Norman Stone

Diary – 22 May 2010

Norman Stone opens his diary

The last election in which I voted was that of 1997. On Blair’s brave glad morning I flew to Edinburgh for something, and as we touched down the intercom said, ‘Welcome to Scotland, a Tory-free zone.’ I thought — not a good thing for the national airline to be taking sides. On the way back I ran into Jacob Rees-Mogg, who was looking bloodily unbowed from an attempt to wrest Kirkcaldy from Lewis Moonie. Now he has made the House, and good luck to him. When he was an undergraduate at Oxford he was very good at organising Thatcherite events, which was where we met. Back then — 1988 or so — there was a clear split among the Thatcherites between the Enlightenment and the Romantics, between people such as Kenneth Baker who would have done everything by pie-chart and people such as Norman Tebbit who probably wishes, like me, that nothing — and I mean nothing — had been changed in England since 1 January 1955.

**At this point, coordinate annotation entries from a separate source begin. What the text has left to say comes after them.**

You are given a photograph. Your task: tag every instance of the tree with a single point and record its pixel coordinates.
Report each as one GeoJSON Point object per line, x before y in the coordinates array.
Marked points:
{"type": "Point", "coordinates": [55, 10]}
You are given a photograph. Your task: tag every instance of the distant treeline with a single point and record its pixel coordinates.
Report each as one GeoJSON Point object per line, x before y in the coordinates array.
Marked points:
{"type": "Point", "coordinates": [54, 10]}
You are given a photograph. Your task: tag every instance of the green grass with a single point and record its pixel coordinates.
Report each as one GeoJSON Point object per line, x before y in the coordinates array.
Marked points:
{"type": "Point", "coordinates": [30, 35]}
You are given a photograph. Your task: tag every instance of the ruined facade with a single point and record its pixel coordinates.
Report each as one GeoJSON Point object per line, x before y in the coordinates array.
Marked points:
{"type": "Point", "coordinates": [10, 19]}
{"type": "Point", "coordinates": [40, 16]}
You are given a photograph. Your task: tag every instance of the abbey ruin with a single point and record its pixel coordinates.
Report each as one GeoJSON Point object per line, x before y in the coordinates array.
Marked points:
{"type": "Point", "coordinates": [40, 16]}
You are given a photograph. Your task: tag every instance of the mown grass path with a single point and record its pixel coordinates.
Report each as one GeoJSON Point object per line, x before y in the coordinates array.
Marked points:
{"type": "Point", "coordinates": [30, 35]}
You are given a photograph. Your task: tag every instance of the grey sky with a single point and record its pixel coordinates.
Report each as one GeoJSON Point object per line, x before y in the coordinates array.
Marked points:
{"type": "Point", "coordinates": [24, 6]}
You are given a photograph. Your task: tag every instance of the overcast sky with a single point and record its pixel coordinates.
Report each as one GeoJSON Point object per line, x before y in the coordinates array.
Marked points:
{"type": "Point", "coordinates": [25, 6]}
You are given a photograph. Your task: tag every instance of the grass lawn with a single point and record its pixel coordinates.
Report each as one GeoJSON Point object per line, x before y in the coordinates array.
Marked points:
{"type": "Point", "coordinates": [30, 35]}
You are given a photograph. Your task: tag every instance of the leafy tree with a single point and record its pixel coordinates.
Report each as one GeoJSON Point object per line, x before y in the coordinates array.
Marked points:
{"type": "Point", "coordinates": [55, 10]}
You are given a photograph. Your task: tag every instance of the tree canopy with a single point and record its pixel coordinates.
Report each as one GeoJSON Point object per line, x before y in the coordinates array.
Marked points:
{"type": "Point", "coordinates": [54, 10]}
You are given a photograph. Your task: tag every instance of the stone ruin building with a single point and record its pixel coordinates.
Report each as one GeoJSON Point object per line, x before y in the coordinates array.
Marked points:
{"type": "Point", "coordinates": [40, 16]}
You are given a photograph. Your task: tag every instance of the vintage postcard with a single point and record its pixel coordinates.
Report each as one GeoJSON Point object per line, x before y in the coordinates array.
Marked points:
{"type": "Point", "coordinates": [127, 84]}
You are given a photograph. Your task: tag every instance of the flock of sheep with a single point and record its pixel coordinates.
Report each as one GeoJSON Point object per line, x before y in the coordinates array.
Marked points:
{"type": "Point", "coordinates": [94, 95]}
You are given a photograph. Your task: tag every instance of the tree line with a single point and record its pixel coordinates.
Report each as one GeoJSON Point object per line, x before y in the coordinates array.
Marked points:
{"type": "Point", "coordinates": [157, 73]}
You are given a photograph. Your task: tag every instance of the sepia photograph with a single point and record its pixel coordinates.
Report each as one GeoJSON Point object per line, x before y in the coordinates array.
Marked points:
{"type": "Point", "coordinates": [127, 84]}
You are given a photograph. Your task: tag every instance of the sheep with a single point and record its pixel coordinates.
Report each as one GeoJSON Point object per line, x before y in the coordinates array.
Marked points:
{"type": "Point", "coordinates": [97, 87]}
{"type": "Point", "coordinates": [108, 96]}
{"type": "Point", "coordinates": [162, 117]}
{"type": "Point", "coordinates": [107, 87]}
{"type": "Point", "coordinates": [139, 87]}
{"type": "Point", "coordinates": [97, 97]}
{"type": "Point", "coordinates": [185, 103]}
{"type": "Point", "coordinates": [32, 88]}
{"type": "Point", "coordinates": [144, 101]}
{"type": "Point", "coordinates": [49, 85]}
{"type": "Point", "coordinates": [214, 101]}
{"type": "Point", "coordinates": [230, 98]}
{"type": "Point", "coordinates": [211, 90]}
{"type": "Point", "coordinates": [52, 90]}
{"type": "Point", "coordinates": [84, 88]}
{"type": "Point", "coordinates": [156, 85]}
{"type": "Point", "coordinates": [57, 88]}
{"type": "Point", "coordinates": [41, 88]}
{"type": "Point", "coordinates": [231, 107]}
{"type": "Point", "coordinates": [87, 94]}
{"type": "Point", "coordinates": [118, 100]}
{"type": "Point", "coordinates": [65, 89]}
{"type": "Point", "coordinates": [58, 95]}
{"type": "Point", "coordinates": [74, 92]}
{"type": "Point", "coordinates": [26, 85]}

I said ‘England’. There are now tiresome problems as regards the Scots: three quarters public-service Lib-Lab, one quarter nationalist, all of them with more weight in a London parliament than they should have, given the much smaller voting population. The distortion badly affects English politics, and has produced this present strange coalition government: David Cameron saved from his own right by unreliable and no doubt parasitical allies. The Act of Union of 1707 has already been amended, with the abolition, more or less, of the Scottish places in the House of Lords. Time to do it again for the House of Commons, and have constituencies of more or less equal size throughout the land. But those allies would get in the way, and so we will muddle on, maybe with an absurd, independent Scotland at the end of it all.